I knew the second I saw his picture that he was my son. I still remember scrolling through my facebook feed when my heart drew me into the boy on the screen and with only seeing his hands I knew…
He was mine.
We were not looking to adopt and years before we would have been too scared to pursue the adoption of a special needs child; especially one with so many unknowns. But our journey had brought us to a place where we were no longer scared, in fact we rejoiced at the idea that this little boy could one day be a part of our family.
My husband and I had met in high school and although we were friends we were far from high school sweethearts. Our story was little more like, boy meets girl, boy likes girl and girl is mean to boy. But several years into college we reconnected and all the things that were important in high school didn’t seem so important any more. After eight months of long distance dating I moved hundreds of miles to marry that boy I once ignored in high school. We simply decided that we glorified God more together than we did apart.
Just over seven years later we found ourselves the proud parents of six beautiful children (three biological children and triplets born at 25 weeks, who we adopted domestically). We were also pursuing the adoption of four-year-old twins from Uganda. A couple months into that adoption we found out we were pregnant.
We were in complete shock but continued on our course trusting the Lord’s plans.
It was just a couple weeks before were scheduled to leave for Uganda that at a routine doctor’s appointment we were told our son had clubbed feet. Even saying the words clubbed feet was hard. Our triplets had introduced us to the medical world so we were all too familiar with the specialists, the waiting rooms and what it meant to be on a first name basis with our doctors.
We trusted in the Lord and stepped forward even in the moments when it seemed impossible.
I traveled to Uganda for a week and came home to care for the kids while my husband stayed for almost six weeks. It was while my husband was in Uganda that I headed back into that same doctor’s office only to overhear the word arthrogryposis. “It looks like he has arthrogryposis”, the doctor nonchalantly said the nurse in room.
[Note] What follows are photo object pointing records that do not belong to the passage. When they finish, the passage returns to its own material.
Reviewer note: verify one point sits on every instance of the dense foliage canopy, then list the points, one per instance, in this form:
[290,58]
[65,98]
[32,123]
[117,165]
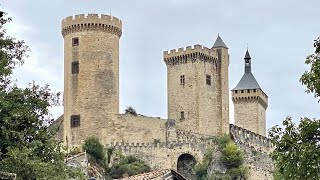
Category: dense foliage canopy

The next several months were filled with doctor’s appointments, googling, support groups, tears, and finally a hospital stay. In June of 2012 our sweet boy was born. He was no longer a diagnosis, he was our son. Over the next year we would watch him blossom and fight and bring more joy to our family than we thought possible. We found ourselves traveling all over the US to see the best doctors in world. And the more we fought for him the more he surprised us. And the more he taught us.
Arthrogryposis was no longer something that was scary or limiting, but rather something the Lord had used to make His name great. It was a way for us to see and recognize grace in every second of our lives. We didn’t wait to rejoice until our son took his first steps, we had the privilege of rejoicing with tears running down our face when he wiggled his fingers for the first time. We knew what it felt like to be prayed for by people all around the world while we sat in room waiting for the next surgery to be completed.
We knew God’s grace.
So, really it seemed almost natural when I scrolled through facebook that day…..that I would fall in love. The sweet boy in photo has perfectly curved wrists just like the little boy lying in my room sleeping. And if I looked closely enough I was sure I could see the tops of little casts that would correct clubbed feet. We were already in the trenches of doctor’s appointments, specialists, and daily therapy. I knew that if the Lord saw fit this boy would be a sweet completion to our already-full family.
His file was not ready and so the agency asked us to wait. So we did. We waited and we waited for almost two years before we got the call that his file was ready. In November of 2015 we began the process to adopt a sweet boy we had once only known as Desmond. As with most adoptions the process was long and hard but we knew the boy at the end of all the paperwork was worth every sacrifice. In October of 2015, I boarded a plane to meet the boy who stole my heart two years earlier.
Once we got home we started with all the typical doctors appointments that come along with a child with special needs. And really we are still in the trenches of figuring everything out. He went through one set of serial casting to correct his clubbed feet, a small surgery… and we have a summer scheduled full of doctors appointments. But every day this little boy brings so much joy and life to our family. He is not defined by his condition or by his accomplishments.
We rejoice in the great gift given to us and know he is beloved simply because he is a child of God.